At first glance the Turbine Hall appears unchanged other than the glossy black floor tiles covering the usual polished concrete ramp, but beyond the bridge a matte black rectangle of heat sensitive paint conceals a portrait of a young man named Yousef. A Syrian migrant from Homs, Yousef received support from SE1 United, a charity Bell helps to run, and he is now studying medicine and working for the NHS. To reveal the full ‘horizontal mural’ that features his portrait will require the concerted effort of hundreds of people lying side by side on the floor and then getting up to observe the result of their collective body heat. In the meantime, people can lie down to warm the paint, leaving behind body imprints, which evoke Yves Klein’s series of 1960s ‘Anthropométries’ for which the artist used women’s bodies as paintbrushes. But despite the ludic potential of its interactive floor, the commission as a whole is freighted with serious associations, particularly in a country whose neighbourly relations are deteriorating by the day, and which is blighted by more than a decade under the government’s hostile environment policy, designed to make immigrants’ lives as difficult as possible. 

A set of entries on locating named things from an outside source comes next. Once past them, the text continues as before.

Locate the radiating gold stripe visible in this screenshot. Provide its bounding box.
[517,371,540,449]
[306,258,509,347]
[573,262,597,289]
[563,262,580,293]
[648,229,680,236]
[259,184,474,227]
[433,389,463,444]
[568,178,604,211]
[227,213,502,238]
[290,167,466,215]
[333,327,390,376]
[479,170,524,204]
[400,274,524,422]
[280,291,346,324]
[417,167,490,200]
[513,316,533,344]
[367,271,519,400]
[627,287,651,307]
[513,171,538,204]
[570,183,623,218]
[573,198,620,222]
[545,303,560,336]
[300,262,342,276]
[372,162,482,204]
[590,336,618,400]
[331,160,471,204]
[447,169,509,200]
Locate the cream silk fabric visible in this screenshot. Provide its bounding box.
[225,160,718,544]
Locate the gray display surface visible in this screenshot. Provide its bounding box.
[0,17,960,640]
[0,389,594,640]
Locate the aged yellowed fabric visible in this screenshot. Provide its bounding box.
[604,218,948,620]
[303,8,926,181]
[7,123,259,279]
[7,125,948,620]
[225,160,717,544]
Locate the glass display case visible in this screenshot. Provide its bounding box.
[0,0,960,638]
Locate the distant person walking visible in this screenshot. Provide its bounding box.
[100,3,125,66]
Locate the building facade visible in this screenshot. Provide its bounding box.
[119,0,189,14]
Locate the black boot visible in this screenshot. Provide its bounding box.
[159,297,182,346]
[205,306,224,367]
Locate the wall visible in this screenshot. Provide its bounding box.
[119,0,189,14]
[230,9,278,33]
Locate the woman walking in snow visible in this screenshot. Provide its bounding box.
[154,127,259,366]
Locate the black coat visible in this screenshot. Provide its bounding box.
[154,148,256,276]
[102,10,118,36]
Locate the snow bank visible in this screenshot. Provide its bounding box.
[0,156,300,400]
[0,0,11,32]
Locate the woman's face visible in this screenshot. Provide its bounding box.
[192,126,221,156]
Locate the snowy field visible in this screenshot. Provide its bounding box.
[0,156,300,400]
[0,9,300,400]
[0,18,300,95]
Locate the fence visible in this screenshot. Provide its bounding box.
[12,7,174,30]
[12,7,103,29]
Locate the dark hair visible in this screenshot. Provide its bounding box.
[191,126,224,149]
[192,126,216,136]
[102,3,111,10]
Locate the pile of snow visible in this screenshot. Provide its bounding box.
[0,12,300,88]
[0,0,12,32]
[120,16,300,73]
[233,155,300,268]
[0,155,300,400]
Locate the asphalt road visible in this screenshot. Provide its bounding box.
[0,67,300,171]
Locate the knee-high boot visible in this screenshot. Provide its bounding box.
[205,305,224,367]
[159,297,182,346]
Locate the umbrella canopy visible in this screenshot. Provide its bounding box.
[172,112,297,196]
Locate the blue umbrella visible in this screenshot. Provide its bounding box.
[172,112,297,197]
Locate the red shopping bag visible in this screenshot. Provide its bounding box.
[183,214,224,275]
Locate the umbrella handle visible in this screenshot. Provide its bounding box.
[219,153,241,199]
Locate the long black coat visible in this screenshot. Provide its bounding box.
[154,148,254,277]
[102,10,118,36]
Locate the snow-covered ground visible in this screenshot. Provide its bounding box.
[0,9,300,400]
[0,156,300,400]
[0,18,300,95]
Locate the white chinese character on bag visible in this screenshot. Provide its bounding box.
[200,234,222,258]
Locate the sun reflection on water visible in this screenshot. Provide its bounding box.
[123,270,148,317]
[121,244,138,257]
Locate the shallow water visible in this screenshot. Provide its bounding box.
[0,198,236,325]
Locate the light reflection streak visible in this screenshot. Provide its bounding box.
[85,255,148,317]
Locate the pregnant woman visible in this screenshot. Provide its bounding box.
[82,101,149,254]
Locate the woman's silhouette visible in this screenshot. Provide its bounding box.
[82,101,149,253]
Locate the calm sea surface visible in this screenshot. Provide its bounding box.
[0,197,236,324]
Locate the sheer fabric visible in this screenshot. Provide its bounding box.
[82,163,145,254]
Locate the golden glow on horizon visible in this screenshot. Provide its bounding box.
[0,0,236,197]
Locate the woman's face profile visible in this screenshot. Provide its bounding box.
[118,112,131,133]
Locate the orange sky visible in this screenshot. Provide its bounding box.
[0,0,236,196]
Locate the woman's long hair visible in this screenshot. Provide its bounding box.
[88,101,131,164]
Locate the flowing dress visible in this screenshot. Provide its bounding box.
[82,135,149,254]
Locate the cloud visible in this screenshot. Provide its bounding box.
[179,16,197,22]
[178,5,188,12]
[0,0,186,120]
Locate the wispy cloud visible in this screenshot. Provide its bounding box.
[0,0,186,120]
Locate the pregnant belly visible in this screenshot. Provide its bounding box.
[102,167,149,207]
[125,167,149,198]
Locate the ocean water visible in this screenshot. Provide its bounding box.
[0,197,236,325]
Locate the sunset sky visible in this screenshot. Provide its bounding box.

Tania Bruguera, 10,142,926, 2018, installation view, Turbine Hall, Tate Modern, London. Hyundai Turbine Hall commission. Courtesy: Tate

Migration and power are recurring themes in Bruguera’s work. Her 2008 action Tatlin’s Whisper #5 involved two Metropolitan Police mounted officers deploying crowd control techniques on unsuspecting Tate Modern visitors and from 2010–15 her Immigrant Movement International explored the meaning of being an immigrant and the possibility of being a world citizen. More recently, her Asociación de Arte Útil (Useful Art Association) has been at the forefront of debates around the usefulness of art in contemporary society, calling for art that responds directly to political, social and economic situations to provide practical and beneficial outcomes. With 10,142,926 Bruguera articulates these themes in the language of intangibility, through the play between invisibility, camouflage and overtness. Her will to shake up and reform the institution seems to be expressed by the ultra-low frequency emitted by a stack of 30 subwoofers, installed in five columns to match the Turbine Hall’s windows, which plays sound designed by Steve Goodman, also known as Kode9, of Hyperdub records. As the speakers rumble they also subtly move everything and everyone around them.

Tania Bruguera, 10,142,926, 2018, installation view, Turbine Hall, Tate Modern, London. Hyundai Turbine Hall commission. Courtesy: Tate

Reflecting on the range of works on show, Bruguera credited Tate as co-authors of the project, adding that ‘many of these are things I tried in other places and didn’t get’. But the most transformative partners may be the Tate Neighbours. At the launch, an elderly woman named Barbara spoke on behalf of the group saying they ‘consider migration in a symbolic way, as the movement of the mind and heart from a divisive way of being to a new inclusivity. We are attempting to address the dualistic mindset of either/or; of right/wrong; hoping to be like yeast in the world, to continue to expand and have our effect like a ripple.’ Bruguera quipped: ‘This should be called the commission of Tania Bruguera and Tate Neighbours. Maybe we have to rectify that!’

Tania Bruguera, 10,142,926, runs at Tate Modern until 24 February 2019

Main image: Tania Bruguera, 10,142,926, 2018, installation view, Turbine Hall, Tate Modern, London. Hyundai Turbine Hall commission. Courtesy: Tate

Ellen Mara De Wachter is based in London, UK.